Doesn't matter. "content-type" matters, this is sent by the server to the
browser (or bot) in HTTP headers and that's how the content type is
recognized on the client side. And nothing else matters... (although I am
listening to Getz&Brubeck ATM).
Best,
Borek
--
http://www.chembuddy.com
http://www.ph-meter.info
- Posted by Harlan Messinger on March 23rd, 2006
RG wrote:
Search engine spiders, like any user agent, see the content sent to
them. They have no way to know how that content was generated, whether
it was transferred straight out of a static file or whether it was
generated dynamically using CGI, PERL, PHP, ISAPI, JSP, ASP, ASP.NET, or
any other technology. What you read in the article is nonsense.

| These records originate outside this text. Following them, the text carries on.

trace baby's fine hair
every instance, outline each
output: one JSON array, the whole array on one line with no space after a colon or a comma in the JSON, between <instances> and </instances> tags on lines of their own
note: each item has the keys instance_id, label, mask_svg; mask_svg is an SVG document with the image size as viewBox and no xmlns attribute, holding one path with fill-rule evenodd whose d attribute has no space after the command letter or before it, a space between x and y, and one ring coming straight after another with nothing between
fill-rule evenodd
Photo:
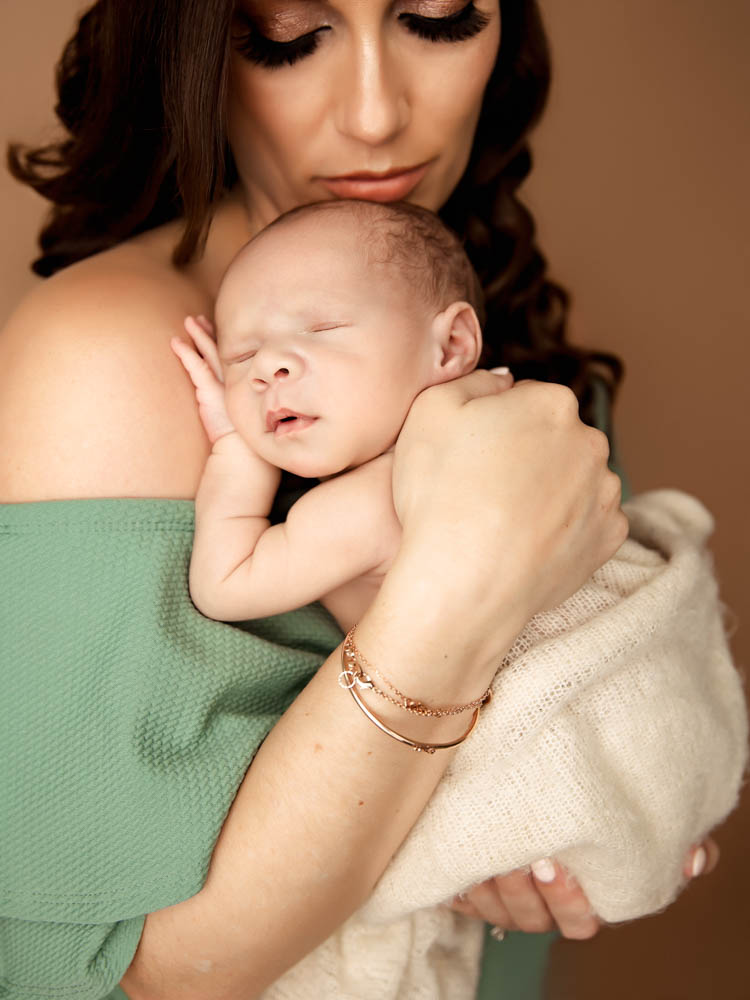
<instances>
[{"instance_id":1,"label":"baby's fine hair","mask_svg":"<svg viewBox=\"0 0 750 1000\"><path fill-rule=\"evenodd\" d=\"M258 235L295 218L323 212L348 213L362 227L371 262L396 268L426 305L439 311L462 300L474 307L484 324L482 286L461 241L434 212L419 205L349 198L318 201L293 208Z\"/></svg>"}]
</instances>

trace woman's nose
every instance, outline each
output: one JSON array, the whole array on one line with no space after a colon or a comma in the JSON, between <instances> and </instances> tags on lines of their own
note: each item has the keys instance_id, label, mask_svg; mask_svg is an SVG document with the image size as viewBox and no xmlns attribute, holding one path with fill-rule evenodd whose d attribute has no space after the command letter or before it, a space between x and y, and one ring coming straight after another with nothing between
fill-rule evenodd
<instances>
[{"instance_id":1,"label":"woman's nose","mask_svg":"<svg viewBox=\"0 0 750 1000\"><path fill-rule=\"evenodd\" d=\"M304 363L294 351L261 349L253 358L250 376L253 388L264 392L275 383L295 381L303 371Z\"/></svg>"},{"instance_id":2,"label":"woman's nose","mask_svg":"<svg viewBox=\"0 0 750 1000\"><path fill-rule=\"evenodd\" d=\"M403 69L388 59L382 41L367 38L353 45L336 86L339 132L368 145L398 135L409 120Z\"/></svg>"}]
</instances>

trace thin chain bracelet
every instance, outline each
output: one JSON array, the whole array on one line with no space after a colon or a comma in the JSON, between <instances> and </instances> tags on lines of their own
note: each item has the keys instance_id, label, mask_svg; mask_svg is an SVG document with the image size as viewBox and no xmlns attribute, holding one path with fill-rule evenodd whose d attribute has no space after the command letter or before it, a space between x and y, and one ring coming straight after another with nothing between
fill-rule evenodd
<instances>
[{"instance_id":1,"label":"thin chain bracelet","mask_svg":"<svg viewBox=\"0 0 750 1000\"><path fill-rule=\"evenodd\" d=\"M342 675L351 673L351 671L348 669L346 665L346 660L344 659L343 647L341 649L341 665L344 668L341 671ZM339 683L341 683L341 677L339 677ZM463 743L466 737L469 736L471 732L473 732L474 726L476 726L477 720L479 719L479 713L482 711L482 706L477 705L477 707L474 709L474 714L471 717L469 728L464 733L462 733L461 736L459 736L457 739L451 740L450 743L423 743L419 740L413 740L409 736L404 736L403 733L397 733L395 729L391 729L390 726L387 726L382 719L379 719L378 716L375 715L375 713L372 712L362 700L362 696L357 691L357 687L359 685L355 681L352 681L352 683L349 685L342 684L341 686L348 687L349 694L352 696L352 698L354 698L359 708L364 712L364 714L367 716L370 722L375 723L375 725L378 727L378 729L381 730L381 732L385 733L386 736L390 736L391 739L398 740L399 743L404 743L406 746L411 747L412 750L416 750L417 753L421 752L435 753L436 750L450 750L452 747L457 747L459 743Z\"/></svg>"},{"instance_id":2,"label":"thin chain bracelet","mask_svg":"<svg viewBox=\"0 0 750 1000\"><path fill-rule=\"evenodd\" d=\"M462 712L466 712L469 709L479 709L482 705L486 704L492 697L492 689L487 688L481 697L476 698L474 701L470 701L467 705L452 705L447 708L431 708L429 705L425 705L424 702L417 701L414 698L409 698L399 691L395 684L391 684L380 671L374 667L357 648L354 642L354 630L356 625L352 625L349 629L346 638L344 639L344 646L341 650L341 659L344 669L339 674L339 684L342 688L347 688L353 690L356 684L359 688L367 688L368 690L374 692L374 694L379 695L381 698L385 698L392 705L397 708L403 708L407 712L412 712L414 715L429 716L435 719L442 719L449 715L460 715ZM360 662L361 661L361 662ZM372 677L365 673L362 669L362 663L364 663L374 674L388 685L388 687L393 691L398 698L394 698L389 695L382 688L379 688Z\"/></svg>"}]
</instances>

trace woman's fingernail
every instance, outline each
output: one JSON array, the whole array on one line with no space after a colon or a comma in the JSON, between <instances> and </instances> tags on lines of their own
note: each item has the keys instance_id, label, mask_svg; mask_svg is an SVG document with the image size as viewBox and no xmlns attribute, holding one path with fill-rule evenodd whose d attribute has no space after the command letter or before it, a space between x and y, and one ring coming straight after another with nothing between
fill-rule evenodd
<instances>
[{"instance_id":1,"label":"woman's fingernail","mask_svg":"<svg viewBox=\"0 0 750 1000\"><path fill-rule=\"evenodd\" d=\"M555 866L550 861L549 858L541 858L539 861L532 861L531 870L534 873L534 878L539 879L540 882L554 882Z\"/></svg>"},{"instance_id":2,"label":"woman's fingernail","mask_svg":"<svg viewBox=\"0 0 750 1000\"><path fill-rule=\"evenodd\" d=\"M693 855L693 878L697 875L703 873L703 869L706 867L706 848L699 847L698 850Z\"/></svg>"}]
</instances>

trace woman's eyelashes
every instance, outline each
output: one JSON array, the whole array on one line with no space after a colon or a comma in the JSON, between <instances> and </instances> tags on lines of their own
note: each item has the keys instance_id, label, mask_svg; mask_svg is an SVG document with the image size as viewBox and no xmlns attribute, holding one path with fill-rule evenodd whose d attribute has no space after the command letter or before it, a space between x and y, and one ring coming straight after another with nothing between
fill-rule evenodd
<instances>
[{"instance_id":1,"label":"woman's eyelashes","mask_svg":"<svg viewBox=\"0 0 750 1000\"><path fill-rule=\"evenodd\" d=\"M473 0L466 6L446 17L424 17L422 14L403 12L399 22L410 34L429 42L462 42L478 35L490 21L488 14L477 10ZM277 68L293 66L300 59L310 56L318 48L323 32L330 31L330 25L321 25L307 31L288 42L277 42L267 38L250 22L245 21L243 30L234 36L237 51L257 66Z\"/></svg>"},{"instance_id":2,"label":"woman's eyelashes","mask_svg":"<svg viewBox=\"0 0 750 1000\"><path fill-rule=\"evenodd\" d=\"M257 66L270 68L293 66L305 56L312 55L320 43L321 32L330 30L330 27L325 25L314 31L307 31L291 42L275 42L251 26L242 34L235 35L234 44L240 55Z\"/></svg>"},{"instance_id":3,"label":"woman's eyelashes","mask_svg":"<svg viewBox=\"0 0 750 1000\"><path fill-rule=\"evenodd\" d=\"M489 24L489 14L477 10L473 0L465 7L447 17L423 17L420 14L399 14L399 21L412 34L426 38L430 42L463 42L473 38Z\"/></svg>"}]
</instances>

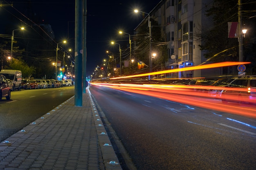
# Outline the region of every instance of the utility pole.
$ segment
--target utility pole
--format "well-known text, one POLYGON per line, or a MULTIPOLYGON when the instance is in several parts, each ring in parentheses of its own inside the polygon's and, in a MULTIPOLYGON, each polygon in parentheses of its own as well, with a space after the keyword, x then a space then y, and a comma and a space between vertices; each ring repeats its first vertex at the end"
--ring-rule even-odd
POLYGON ((244 60, 243 43, 243 18, 241 13, 242 12, 242 5, 241 0, 238 0, 238 48, 239 48, 239 62, 243 62, 244 60))

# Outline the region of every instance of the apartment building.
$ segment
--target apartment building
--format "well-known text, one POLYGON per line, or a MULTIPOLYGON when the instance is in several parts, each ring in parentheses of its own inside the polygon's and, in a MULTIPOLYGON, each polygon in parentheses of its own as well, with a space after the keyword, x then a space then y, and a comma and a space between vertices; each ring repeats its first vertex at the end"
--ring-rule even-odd
MULTIPOLYGON (((205 11, 212 2, 210 0, 162 0, 149 13, 150 19, 161 26, 161 35, 167 45, 166 69, 197 66, 206 62, 204 51, 200 50, 200 38, 202 31, 212 24, 205 15, 205 11)), ((140 24, 147 20, 145 18, 140 24)), ((135 32, 139 27, 135 29, 135 32)), ((180 72, 167 77, 214 76, 220 75, 220 68, 207 69, 180 72)))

- Posted by wd on March 24th, 2006
On Thu, 23 Mar 2006 18:14:34 -0500, Harlan Messinger wrote:
The only difference might be in the URLs. If you are generating
dynamic-looking URLS, see
http://www.google.com/webmasters/guidelines.html
- Posted by Harlan Messinger on March 24th, 2006
wd wrote:
But Google does index these sites.
Also--why would Google penalize dynamically generated pages--the kind
served by nearly every major Web site in creation, including the ones
providing the most important information--and give preference to static
pages--the kind usually found on tiny do-it-yourself sites that
individuals create to display their photos and talk about their friends
and favorite foods and favorite TV shows, and that small businesses
create to announce their locations and business hours? It doesn't make
much sense when you think about it.
- Posted by Borek on March 24th, 2006
On Fri, 24 Mar 2006 18:38:25 +0100, Harlan Messinger
<hmessinger.removethis@comcast.net> wrote:
The problem is not in content nor dynamic pages generation, the problem
lies in URL forms. Some systems generate dynamic URLs, that are used to
remember sessions IDs, history of your clicks and so on. Such site may
look for the spider as inifinite, even if in fact there are only several
dfferent pages. This clutters index so Google (and other SE probably too)
tries to guess whether the site is 'dynamically created' and stops
spidering.
Also note that the term 'dynamically created' site is in fact meaningless.
If the content is generated by php script that analyses parameters passed
in url, but the same url gives always the same output - is the site
dynamically generated, or not?
Best,
Borek
--
http://www.chembuddy.com
http://www.ph-meter.info
- Posted by Harlan Messinger on March 24th, 2006
Borek wrote:
You're talking about deterministic versus non-deterministic URLs.
Obviously non-deterministic URLs are only going to be useful for a
dynamic site, but it's not the dynamic nature itself that's the problem.
- Posted by wd on March 26th, 2006
On Fri, 24 Mar 2006 12:38:25 -0500, Harlan Messinger wrote:
I didn't say that Google penalizes all dynamically generated pages. I
posted that link because it explains things to watch out for
when using dynamically-generated URLs.